Sobre esses tempos que não podiam falar de política, do que você se lembra?
Eu me lembro que a música chegava a partir de corais, os estudantes liam partituras nas escolas e isso na época foi tudo retirado durante a ditadura. E a tendência é isso mesmo eles não querem que as pessoas se expressem, uma certa liberdade que pode dar vazão aquele grito que precisa sair, isso é retirado. Então na época em 1975, onde tinha nordestino, a polícia caía logo em cima. Ficam por ali os olheiros, quando sabia, a gente ficava num canto que tinha papéis dizendo que a gente estava trabalhando no teatro em frente, mas mesmo assim fomos colocados em um camburão, juntou bastante gente e para não observarem isso, fomos soltos na rua de trás. Foi um negócio muito estranho.
E qual o papel da arte para sobrevivermos a tempos de ódio e intolerância?
Sempre, não precisa nem cantar, entendeu? Um traço que você dê num muro, o grafismo, qualquer manifestação artística você pode desmembrar e desmascarar e criar um coágulo nesse organismo que se instalou por causa de inércia da gente. Isso veio não foi de uma hora para a outra, sabe aquela coisa de ir deixando, permitindo, entendeu? A mesma coisa da igreja católica, a igreja católica se achando com aquela coisa, de repente outras religiões tomaram a frente e agora é o agronegócio e as igrejas que não sejam de matrizes católicas, tomaram o poder. No Rio de Janeiro a gente sente isso e a tendência é essa. Se você for ler a bíblia, com um olhar de abertura, em momento algum, esse ensinamento diz que é para pegar as armas. Não!  Bíblia é amor, condescendência, então quando Jesus fez o Ministério dele, ele não foi pegar cabeças coroadas na Sinagoga, ele não pegou doutores, ele pegou pescadores, lavradores, foi numa casta mais humilde que ele pousou a igreja dele, então existe toda uma mentira, o gesto de arma na mão, isso não vem da Bíblia, na Bíblia não tem isso.
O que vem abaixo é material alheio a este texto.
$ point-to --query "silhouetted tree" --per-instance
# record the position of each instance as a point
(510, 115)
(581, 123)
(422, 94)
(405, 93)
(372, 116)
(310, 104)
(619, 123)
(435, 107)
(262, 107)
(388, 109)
Se quiser ler da maneira correta, ali na bíblia não se ensina isso, então usam para querem mascara, confundir e é tudo em cima de coisas mentirosas, é o tal do fake news. Vi tios mandar fotos de fuzil para o sobrinho dizendo: olha aqui para você! Então gente tem que mais do que nunca que dar as mãos e se preparar porque temos mais 4 anos pela frente.
Muitos jovens redescobriram Cátia de França, como foi isso?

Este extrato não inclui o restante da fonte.